The sinking of RMS Lusitania on 7th May 1915 – the victim of a torpedo fired from a German U-boat - has long been regarded as a major war crime and a prime cause of the United States entering World War I. However, there are questions that are still unanswered.
Lusitania was launched on 7th June 1906 at John Brown’s shipyard on the Clyde, Glasgow. She was a massive ocean liner, 790 feet long with four enormous funnels. At the time she was the fastest and most luxurious liner afloat and was expected to make huge profits for the Cunard Line as she plied her trade on the Atlantic between the United States and Europe.
Lusitania entered service in 1907 and soon fulfilled the promises made for her. Her maiden voyage won the coveted Blue Riband for the fastest Atlantic crossing, at an average speed of 23.99 knots, and she bettered that record in 1909 with a speed of 25.85 knots.
She was clearly a more fortunate ship than the Titanic, in that she crossed the Atlantic more than 200 times.
However, her luck ran out after the start of World War I, when Germany declared that they regarded all the seas around the British Isles as a war zone. Any ship, military or civilian, would be seen as a legitimate target.
On 1st May 1915 Lusitania left New York with 1,201 passengers and 702 crew members. Most of the passengers were British but 188 of them were American. At the time, the United States was in a state of neutrality in what it regarded as a purely European war. It was generally thought that a ship that had nothing to do with the war, and which was carrying a substantial number of Americans, would have been protected from attack on the grounds of this neutrality.
However, the German view, as mentioned above, was different. A U-boat, captained by Walter Schwieger, was waiting in the waters off the coast of Ireland. When Lusitania, moving slowly because of fog, came into range in the early afternoon of 7th May she was hit by a single torpedo. To everyone’s further surprise the ship was immediately rocked by a second huge explosion.
Panic ensued on board as the passengers rushed for the 48 lifeboats, many of which could not be launched due to the listing of the ship to one side. Other boats tipped their passengers into the sea as Lusitania lurched downwards. Only six lifeboats were launched successfully.
Captain Turner of the Lusitania only abandoned ship when the water reached the bridge. He clung to a floating chair and was eventually rescued. However, the sinking claimed a total of 1,198 lives, including 63 children and 128 Americans.
The fact that there were more than 700 survivors, despite the rapid sinking of the ship in 18 minutes and the chaos involving the lifeboats, was due in large part to the relative closeness of the ship to the Irish coast, so that rescue vessels were able to reach the scene in time to pull many people from the water before they drowned or froze to death.

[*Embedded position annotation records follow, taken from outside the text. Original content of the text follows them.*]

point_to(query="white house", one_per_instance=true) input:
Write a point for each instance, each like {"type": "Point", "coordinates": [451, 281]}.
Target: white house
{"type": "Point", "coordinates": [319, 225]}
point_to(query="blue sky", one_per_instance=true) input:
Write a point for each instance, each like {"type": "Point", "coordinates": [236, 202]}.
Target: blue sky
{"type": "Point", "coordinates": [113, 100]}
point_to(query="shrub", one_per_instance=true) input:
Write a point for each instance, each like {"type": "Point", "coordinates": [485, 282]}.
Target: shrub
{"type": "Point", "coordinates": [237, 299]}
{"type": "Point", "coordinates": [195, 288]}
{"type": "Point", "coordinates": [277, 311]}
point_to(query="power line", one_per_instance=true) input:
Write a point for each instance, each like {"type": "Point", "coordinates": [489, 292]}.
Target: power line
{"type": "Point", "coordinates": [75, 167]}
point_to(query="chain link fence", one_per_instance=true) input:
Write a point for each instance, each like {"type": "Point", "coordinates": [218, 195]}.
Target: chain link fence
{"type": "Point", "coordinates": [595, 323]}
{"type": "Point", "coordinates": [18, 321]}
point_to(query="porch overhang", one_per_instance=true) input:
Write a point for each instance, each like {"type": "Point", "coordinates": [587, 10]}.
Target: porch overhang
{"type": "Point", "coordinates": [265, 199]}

This situation was somewhat different to the plight of the victims of Titanic in the ice-strewn open ocean three years previously.
Explosives on board?
The German government sought to justify the attack by claiming that Lusitania was a legitimate target because she was carrying a large quantity of explosives destined for the British Army. This, they said, was the cause of the second explosion that followed that resulting from the torpedo impact. Had this been true, it would of course have called into question the supposed neutrality of the United States.
However, there were other possible causes of the second explosion, including the ship’s boilers blowing up and the ignition of coal dust in the fuel hold.

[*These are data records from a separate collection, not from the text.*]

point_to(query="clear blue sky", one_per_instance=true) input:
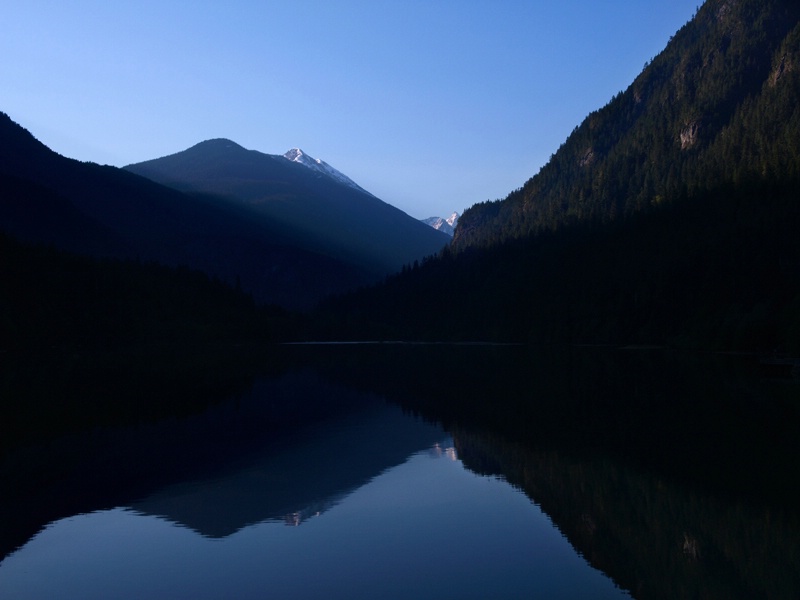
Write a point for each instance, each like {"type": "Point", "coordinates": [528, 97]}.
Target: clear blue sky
{"type": "Point", "coordinates": [430, 105]}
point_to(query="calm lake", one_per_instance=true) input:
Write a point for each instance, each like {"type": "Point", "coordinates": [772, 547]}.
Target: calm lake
{"type": "Point", "coordinates": [407, 471]}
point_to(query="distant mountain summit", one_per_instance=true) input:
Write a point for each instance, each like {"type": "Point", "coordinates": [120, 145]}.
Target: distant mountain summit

The wreck of Lusitania lies in relatively shallow water at a depth of around 300 feet. This has allowed the wreck to be explored, and large quantities of rifle ammunition have been discovered. It is also believed that the ship was carrying material that would have contributed to the manufacture of explosives, even if ready-made explosive items were not on board. These discoveries lend some weight to the original German claim, even if the second blast was not due to the direct explosion of war material.
Whatever the rights and wrongs of the matter, public opinion was swayed on both sides of the Atlantic and it cannot be doubted that the sinking of the Lusitania played a role in changing American minds. That said, another two years would pass before the United States entered the war.
There were even suggestions that the British government had engineered the tragedy as a means of getting America to enter the war on the side of the Allies. Knowing that German U-boats were in the area, why was such a large target as the Lusitania not offered any protection from the Royal Navy?
It is hardly to be wondered at that conspiracy theories abound on this incident as on so many others. Whether the whole truth will ever be known is another matter altogether.